5. The method of claim 1, wherein the line comprises an optical fiber.
6. The method of claim 5, wherein the optical fiber provides a distributed temperature measurement.
7. The method of claim 5, wherein the optical fiber is disposed in a protective tube.
8. The method of claim 1, wherein the downhole component is a sand screen.
9. The method of claim 1, wherein the line is an electrical line, hydraulic line, optical fiber line, or combinations thereof.
10. The method of claim 1, wherein the first conduit is attached to an outer edge of the tubular.
11. A method for placing a sensor line in a wellbore, comprising:
providing a tubular in the wellbore, the tubular having a first conduit operatively attached thereto, whereby the first conduit extends substantially the entire length of the tubular; and
pushing a fiber in metal tubing through the first conduit.
12. The method of claim 11, wherein the fiber provides a distributed temperature measurement.
13. The method of claim 11, further including aligning the first conduit with a second conduit operatively attached to a downhole component and forming a hydraulic connection therebetween.
14. The method of claim 13, wherein the downhole component is a sand screen.
15. A method for placing a sensor line in a wellbore, comprising:
providing a tubular in the wellbore, the tubular having a first conduit operatively attached thereto, whereby the first conduit extends substantially the entire length of the tubular;
securing at least one flow cup on a fiber in metal tubing; and
pumping the fiber in metal tubing through the first conduit with a fluid.
16. The method of claim 15, wherein the fiber provides a distributed temperature measurement.
17. The method of claim 15, further including aligning the first conduit with a second conduit operatively attached to a downhole component and forming a hydraulic connection therebetween.
18. The method of claim 17, wherein the downhole component is a sand screen.
19. An assembly for an intelligent well, comprising:
a tubular having a first conduit operatively attached thereto; and
a fiber deployable in the first conduit, wherein a plurality of flow cups are disposed on the fiber to increase a hydraulic deployment force created by fluid pumped through the first conduit.
20. The assembly of claim 19, wherein the fiber is used for distributed temperature sensing.
21. The assembly of claim 19, further including a downhole component having a second conduit operatively attached thereto, wherein the first conduit and the second conduit are aligned to form a passageway.
Description
BACKGROUND OF THE INVENTION

1. Field of the Invention

Embodiments of the present invention generally relate to a wellbore completion. More particularly, the invention relates to placing sensors in a wellbore. Still more particularly, the invention relates to placing fiber optic sensor line in a wellbore.
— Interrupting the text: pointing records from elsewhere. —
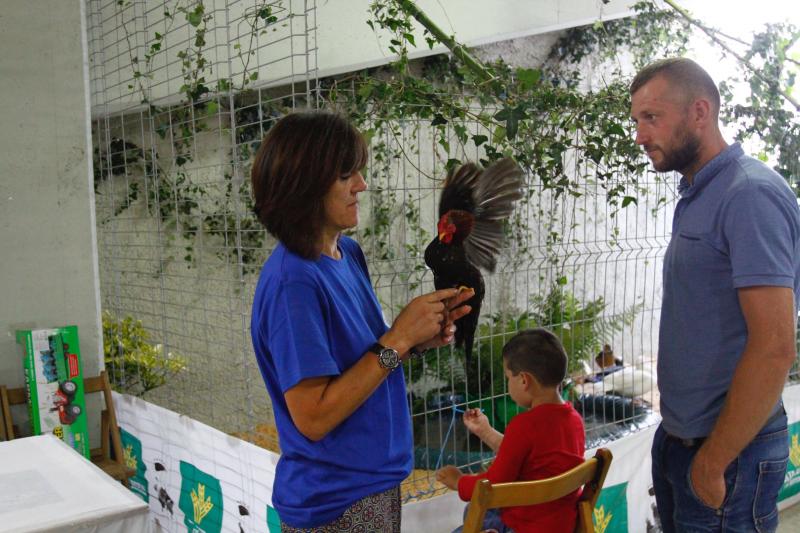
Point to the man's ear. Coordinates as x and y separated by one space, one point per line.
528 379
701 108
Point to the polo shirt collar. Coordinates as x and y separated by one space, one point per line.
711 169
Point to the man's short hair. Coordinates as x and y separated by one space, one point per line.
684 75
539 352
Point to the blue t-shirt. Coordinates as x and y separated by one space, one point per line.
318 318
737 225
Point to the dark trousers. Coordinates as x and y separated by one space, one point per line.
752 483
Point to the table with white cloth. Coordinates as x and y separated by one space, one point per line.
47 486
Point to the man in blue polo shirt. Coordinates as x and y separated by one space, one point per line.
727 337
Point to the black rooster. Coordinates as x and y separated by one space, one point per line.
472 209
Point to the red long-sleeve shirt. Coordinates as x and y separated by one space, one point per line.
546 441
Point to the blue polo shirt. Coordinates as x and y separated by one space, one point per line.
736 225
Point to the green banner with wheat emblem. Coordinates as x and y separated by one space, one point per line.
791 483
201 500
611 511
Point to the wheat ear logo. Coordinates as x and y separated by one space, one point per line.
602 519
202 504
794 451
129 457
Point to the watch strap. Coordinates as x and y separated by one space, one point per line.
377 348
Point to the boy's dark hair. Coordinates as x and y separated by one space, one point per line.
684 75
539 352
298 161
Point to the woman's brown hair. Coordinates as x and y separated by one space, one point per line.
296 164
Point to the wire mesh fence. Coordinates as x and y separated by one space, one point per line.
183 93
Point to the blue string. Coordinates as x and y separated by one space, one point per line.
455 409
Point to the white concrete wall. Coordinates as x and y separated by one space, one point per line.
343 41
48 271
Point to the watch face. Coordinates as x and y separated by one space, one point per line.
389 358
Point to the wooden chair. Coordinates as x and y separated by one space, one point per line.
590 475
110 440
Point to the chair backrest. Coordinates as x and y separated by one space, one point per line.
590 475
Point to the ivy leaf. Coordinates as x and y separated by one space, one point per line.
502 115
479 139
438 120
528 77
195 17
512 125
616 129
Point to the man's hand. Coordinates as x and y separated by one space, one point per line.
708 479
449 476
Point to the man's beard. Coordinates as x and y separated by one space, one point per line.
682 156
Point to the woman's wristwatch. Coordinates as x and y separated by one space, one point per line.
387 357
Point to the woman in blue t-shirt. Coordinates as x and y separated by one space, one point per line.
324 350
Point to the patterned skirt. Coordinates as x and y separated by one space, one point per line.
377 513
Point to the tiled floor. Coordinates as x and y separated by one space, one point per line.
790 520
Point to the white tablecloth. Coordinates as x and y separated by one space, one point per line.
47 486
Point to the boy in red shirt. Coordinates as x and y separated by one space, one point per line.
542 442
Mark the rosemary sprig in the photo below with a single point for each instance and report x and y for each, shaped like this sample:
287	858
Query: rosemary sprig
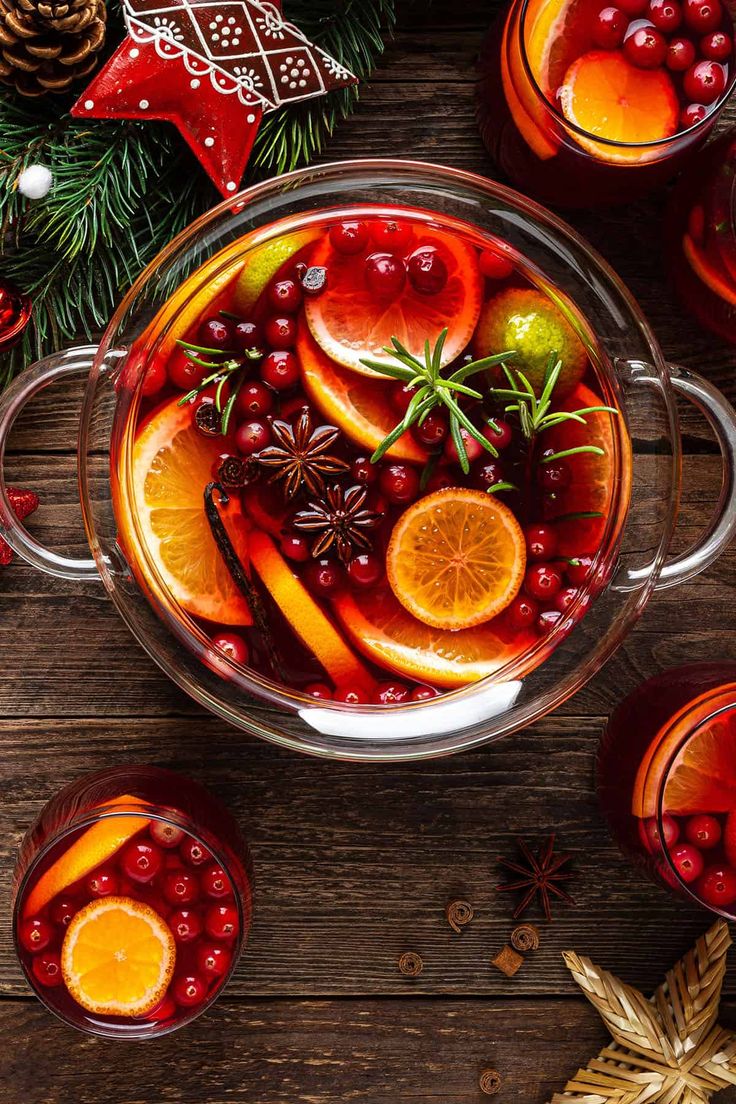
433	390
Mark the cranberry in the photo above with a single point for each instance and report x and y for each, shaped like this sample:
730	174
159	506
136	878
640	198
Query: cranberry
216	333
716	46
390	693
221	921
35	934
141	861
609	28
323	576
365	569
646	48
433	431
233	646
703	16
164	834
543	581
494	266
541	542
280	370
704	82
319	690
48	969
385	275
285	295
716	887
213	961
185	925
680	54
193	852
252	436
296	548
703	830
665	14
351	696
688	861
180	887
189	989
349	237
363	471
400	483
103	882
522	613
248	336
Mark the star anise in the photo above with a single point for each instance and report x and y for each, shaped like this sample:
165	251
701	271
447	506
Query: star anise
540	876
300	455
341	520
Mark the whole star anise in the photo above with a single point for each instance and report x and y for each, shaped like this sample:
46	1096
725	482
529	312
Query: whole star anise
300	454
341	520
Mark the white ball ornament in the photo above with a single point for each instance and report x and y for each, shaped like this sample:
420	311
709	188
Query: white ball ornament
35	181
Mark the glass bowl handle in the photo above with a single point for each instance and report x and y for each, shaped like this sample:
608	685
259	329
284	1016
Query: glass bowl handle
12	401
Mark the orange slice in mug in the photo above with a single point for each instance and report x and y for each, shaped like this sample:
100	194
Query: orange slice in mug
118	957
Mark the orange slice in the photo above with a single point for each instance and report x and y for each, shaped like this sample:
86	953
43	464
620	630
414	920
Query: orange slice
350	322
456	558
91	850
608	97
171	466
305	616
358	405
384	632
118	957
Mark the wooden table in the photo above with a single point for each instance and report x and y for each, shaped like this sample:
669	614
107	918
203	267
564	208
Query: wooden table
355	863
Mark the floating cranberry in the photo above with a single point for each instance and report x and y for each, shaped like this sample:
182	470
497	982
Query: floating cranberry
166	835
180	887
349	237
221	921
385	275
703	830
233	646
189	989
280	332
609	28
704	82
213	961
703	16
390	693
688	861
185	925
680	54
34	934
365	569
252	436
280	370
48	969
285	295
646	48
400	483
141	861
716	46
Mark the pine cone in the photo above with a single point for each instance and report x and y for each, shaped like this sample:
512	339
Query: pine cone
46	44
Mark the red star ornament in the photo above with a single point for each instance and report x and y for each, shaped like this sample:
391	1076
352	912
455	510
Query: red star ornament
212	67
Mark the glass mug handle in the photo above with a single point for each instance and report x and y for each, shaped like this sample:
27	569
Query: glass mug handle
12	401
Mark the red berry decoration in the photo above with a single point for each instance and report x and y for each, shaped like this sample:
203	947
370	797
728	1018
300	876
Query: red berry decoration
646	48
141	861
385	275
609	28
704	82
34	934
703	830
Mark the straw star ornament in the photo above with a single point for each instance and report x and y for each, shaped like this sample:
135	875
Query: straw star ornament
667	1050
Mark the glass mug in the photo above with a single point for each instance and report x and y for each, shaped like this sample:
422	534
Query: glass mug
631	560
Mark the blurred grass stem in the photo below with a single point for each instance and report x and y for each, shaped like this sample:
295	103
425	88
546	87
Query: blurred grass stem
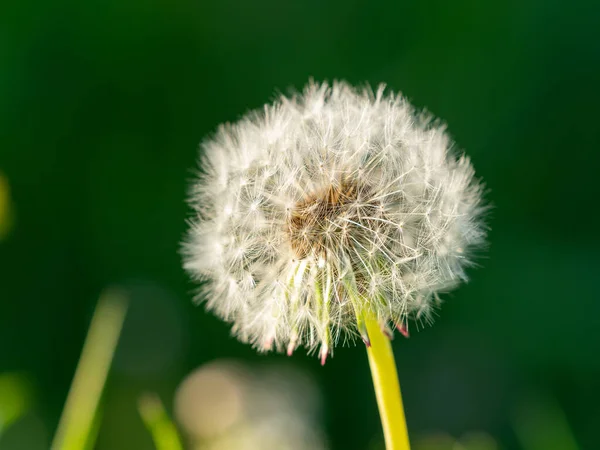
163	430
387	387
76	425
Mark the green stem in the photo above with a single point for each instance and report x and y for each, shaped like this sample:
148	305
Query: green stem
387	387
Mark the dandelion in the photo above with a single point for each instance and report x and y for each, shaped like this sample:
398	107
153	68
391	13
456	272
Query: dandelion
332	214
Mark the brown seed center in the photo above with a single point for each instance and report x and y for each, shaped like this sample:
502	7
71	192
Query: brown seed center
329	219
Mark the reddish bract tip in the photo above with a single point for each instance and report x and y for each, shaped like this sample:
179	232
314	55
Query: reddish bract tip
387	332
291	348
324	352
403	330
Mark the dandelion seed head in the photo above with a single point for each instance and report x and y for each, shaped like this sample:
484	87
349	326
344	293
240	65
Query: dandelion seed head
325	205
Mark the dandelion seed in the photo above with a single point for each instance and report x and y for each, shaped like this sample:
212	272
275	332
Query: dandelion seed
327	207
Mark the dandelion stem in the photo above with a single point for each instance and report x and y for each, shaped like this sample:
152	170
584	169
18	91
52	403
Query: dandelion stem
387	387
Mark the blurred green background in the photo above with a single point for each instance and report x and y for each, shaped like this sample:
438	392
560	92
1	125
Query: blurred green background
102	107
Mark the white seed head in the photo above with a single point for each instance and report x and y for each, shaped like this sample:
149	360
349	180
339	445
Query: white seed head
326	206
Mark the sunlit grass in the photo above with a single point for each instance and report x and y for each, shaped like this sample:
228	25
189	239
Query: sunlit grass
15	398
6	213
79	422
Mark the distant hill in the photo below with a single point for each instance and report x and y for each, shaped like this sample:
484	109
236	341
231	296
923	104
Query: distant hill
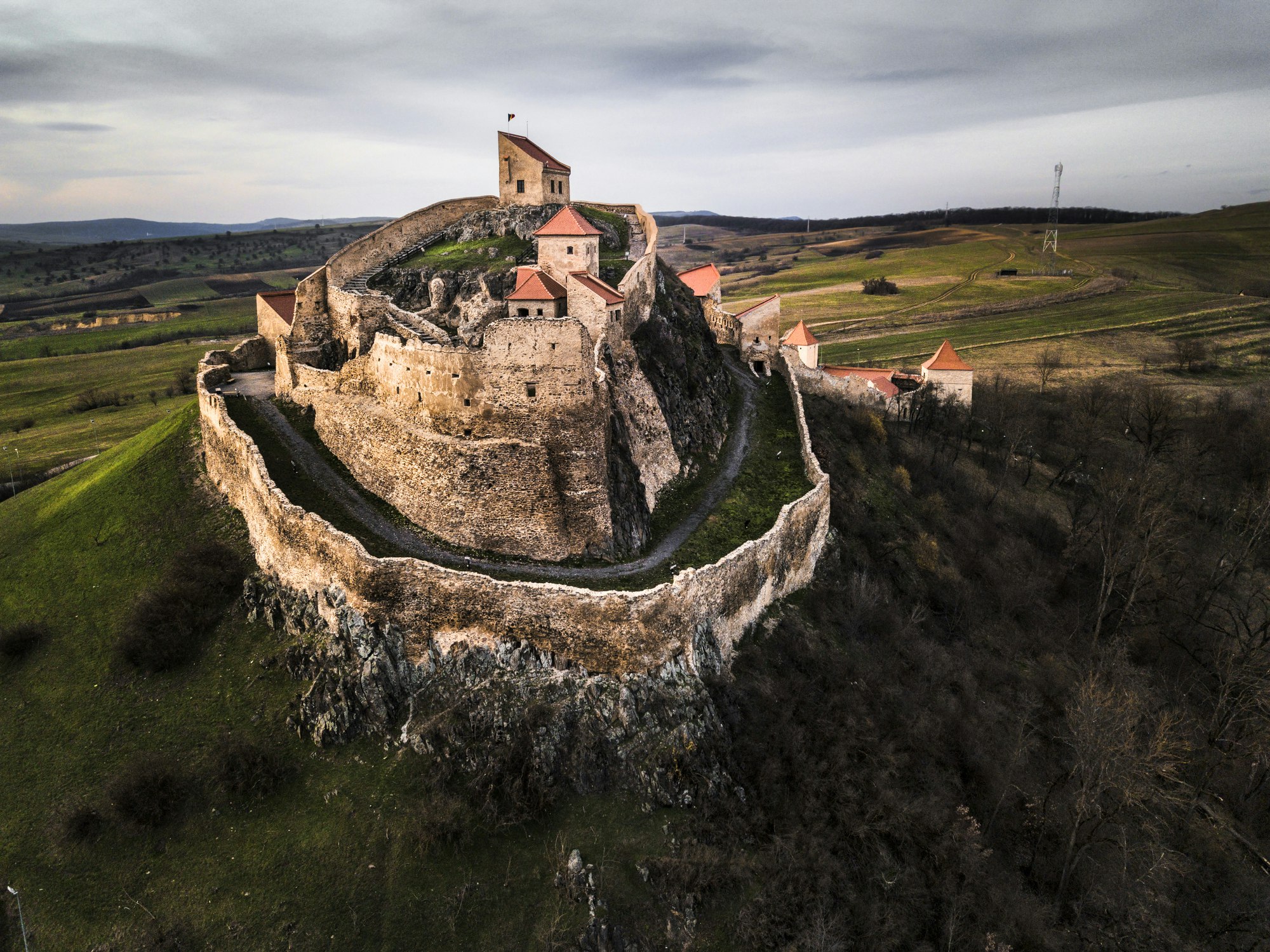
1012	215
78	232
681	215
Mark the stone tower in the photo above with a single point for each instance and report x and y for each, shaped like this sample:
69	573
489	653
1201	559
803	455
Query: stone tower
529	174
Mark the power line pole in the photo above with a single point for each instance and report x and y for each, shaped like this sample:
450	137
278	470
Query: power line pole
1052	227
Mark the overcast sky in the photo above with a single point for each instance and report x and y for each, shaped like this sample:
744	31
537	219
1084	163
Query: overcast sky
234	111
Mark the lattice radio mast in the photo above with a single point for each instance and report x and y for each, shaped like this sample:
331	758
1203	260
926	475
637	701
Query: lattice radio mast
1052	227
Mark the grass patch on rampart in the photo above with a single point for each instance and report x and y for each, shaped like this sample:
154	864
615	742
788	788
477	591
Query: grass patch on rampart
333	859
298	485
463	255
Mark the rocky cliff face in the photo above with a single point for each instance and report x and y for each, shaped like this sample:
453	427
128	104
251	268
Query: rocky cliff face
504	713
678	354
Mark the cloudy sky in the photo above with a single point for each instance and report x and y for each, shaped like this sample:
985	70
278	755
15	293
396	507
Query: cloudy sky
236	111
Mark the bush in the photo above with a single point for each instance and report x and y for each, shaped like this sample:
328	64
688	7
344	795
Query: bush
20	640
93	399
879	286
184	381
170	622
150	793
242	768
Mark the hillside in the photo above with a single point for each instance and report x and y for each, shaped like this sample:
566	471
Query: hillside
74	232
951	741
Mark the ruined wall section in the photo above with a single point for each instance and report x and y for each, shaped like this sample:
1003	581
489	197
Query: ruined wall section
695	619
331	321
679	357
502	447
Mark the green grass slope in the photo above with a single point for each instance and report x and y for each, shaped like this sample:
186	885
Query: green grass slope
333	859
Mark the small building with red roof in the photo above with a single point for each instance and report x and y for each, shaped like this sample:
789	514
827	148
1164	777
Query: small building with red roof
528	174
537	295
275	314
759	332
595	304
952	377
568	243
704	281
803	340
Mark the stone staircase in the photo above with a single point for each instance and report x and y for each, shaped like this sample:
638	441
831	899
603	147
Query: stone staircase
358	285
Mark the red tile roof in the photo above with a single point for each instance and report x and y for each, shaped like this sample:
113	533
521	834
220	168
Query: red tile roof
568	221
946	359
538	152
878	377
592	283
801	337
702	279
281	302
759	305
535	286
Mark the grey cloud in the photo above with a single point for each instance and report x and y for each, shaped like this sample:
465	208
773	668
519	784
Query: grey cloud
76	127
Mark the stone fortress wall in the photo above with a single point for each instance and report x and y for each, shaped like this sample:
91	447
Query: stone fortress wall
700	612
440	432
504	446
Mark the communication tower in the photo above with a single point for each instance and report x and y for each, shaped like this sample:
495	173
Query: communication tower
1052	227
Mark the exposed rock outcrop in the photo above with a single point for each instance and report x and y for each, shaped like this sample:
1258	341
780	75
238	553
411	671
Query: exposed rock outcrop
486	706
680	358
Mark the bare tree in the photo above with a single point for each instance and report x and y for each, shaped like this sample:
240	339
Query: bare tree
1126	767
1150	415
1131	532
1048	363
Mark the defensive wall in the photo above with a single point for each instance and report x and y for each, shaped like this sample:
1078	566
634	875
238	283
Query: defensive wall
613	633
852	390
501	447
324	310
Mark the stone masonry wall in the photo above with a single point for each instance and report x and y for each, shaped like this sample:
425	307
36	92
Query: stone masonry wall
615	633
760	332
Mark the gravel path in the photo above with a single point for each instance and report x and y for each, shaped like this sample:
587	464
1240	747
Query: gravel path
258	386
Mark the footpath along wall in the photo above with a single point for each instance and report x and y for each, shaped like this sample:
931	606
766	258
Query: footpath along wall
609	633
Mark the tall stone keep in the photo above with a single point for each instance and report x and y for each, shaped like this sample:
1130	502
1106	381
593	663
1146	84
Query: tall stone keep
529	174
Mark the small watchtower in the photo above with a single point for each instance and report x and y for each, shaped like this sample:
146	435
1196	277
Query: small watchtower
529	174
952	377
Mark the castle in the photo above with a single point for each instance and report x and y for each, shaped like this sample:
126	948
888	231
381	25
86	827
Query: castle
534	406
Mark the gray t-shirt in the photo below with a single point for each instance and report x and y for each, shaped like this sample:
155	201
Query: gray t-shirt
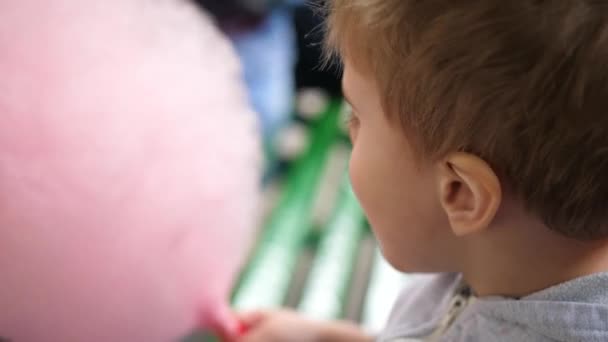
435	308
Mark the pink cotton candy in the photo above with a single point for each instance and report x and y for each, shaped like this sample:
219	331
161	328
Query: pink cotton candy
128	171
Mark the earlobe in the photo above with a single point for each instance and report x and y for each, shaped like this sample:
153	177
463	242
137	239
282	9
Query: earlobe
469	192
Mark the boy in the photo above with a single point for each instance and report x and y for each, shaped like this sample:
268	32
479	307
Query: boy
480	152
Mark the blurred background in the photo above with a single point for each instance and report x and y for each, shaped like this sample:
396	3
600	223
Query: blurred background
315	252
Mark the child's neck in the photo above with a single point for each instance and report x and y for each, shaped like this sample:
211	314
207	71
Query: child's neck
519	257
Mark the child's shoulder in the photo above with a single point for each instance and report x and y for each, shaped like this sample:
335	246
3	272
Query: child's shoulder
435	304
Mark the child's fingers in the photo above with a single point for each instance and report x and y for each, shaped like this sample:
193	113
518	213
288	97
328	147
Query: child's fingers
251	319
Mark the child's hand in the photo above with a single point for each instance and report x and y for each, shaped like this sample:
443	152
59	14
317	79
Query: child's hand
288	326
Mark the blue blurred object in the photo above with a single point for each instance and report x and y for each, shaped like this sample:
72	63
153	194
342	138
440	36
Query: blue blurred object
268	54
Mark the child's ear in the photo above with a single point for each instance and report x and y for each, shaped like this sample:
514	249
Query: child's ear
469	192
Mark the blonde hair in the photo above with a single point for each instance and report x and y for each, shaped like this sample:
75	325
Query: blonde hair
521	84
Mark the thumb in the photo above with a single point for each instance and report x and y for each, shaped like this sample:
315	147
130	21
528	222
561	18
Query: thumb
224	323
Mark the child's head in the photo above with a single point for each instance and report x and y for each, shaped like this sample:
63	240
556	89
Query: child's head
464	108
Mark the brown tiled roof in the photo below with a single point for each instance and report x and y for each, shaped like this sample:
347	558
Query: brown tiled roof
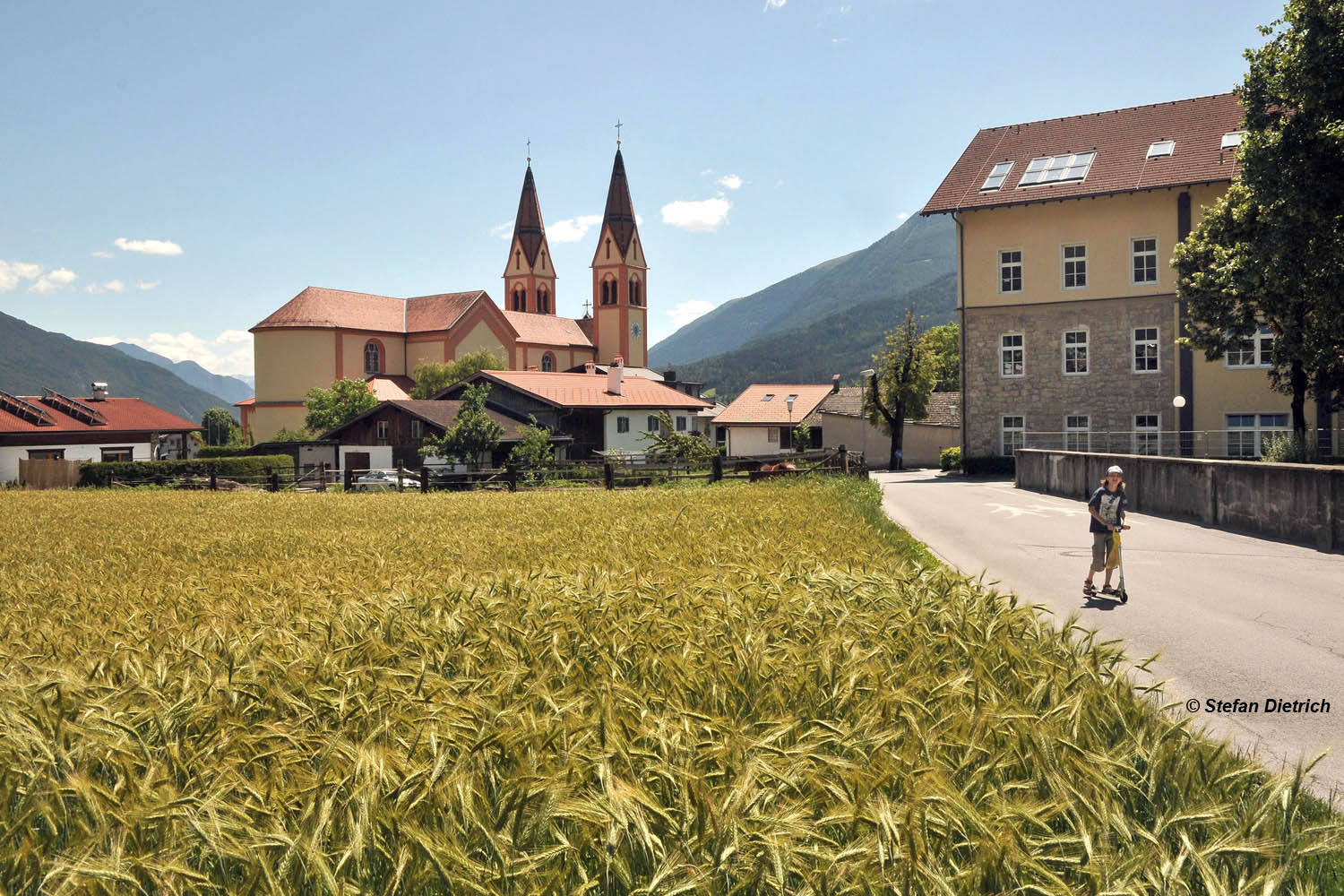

2. Description of the Related Art

During the past 10 years decline rates have doubled while at the same time, reservoirs are becoming more complex. Consequently, the aggressive development and installation of new technologies have become essential, such as intelligent well technology. Since downhole measurements play a critical role in the management of oil and gas reservoirs, intelligent well technology has come to the forefront. But like many new technologies, successful and reliable development of intelligent well techniques has been a challenge to design.

Prior to the introduction of permanently deployed in-well reservoir-monitoring systems, the only viable method to obtain downhole information was through the use of intervention-based logging techniques. Interventions would be conducted periodically to measure a variety of parameters, including pressure, temperature and flow. Although well logs provide valuable information, an inherently costly and risky well-intervention operation is required. As a result, wells were typically logged infrequently. The lack of timely data often compromised the ability of the operator to optimize production.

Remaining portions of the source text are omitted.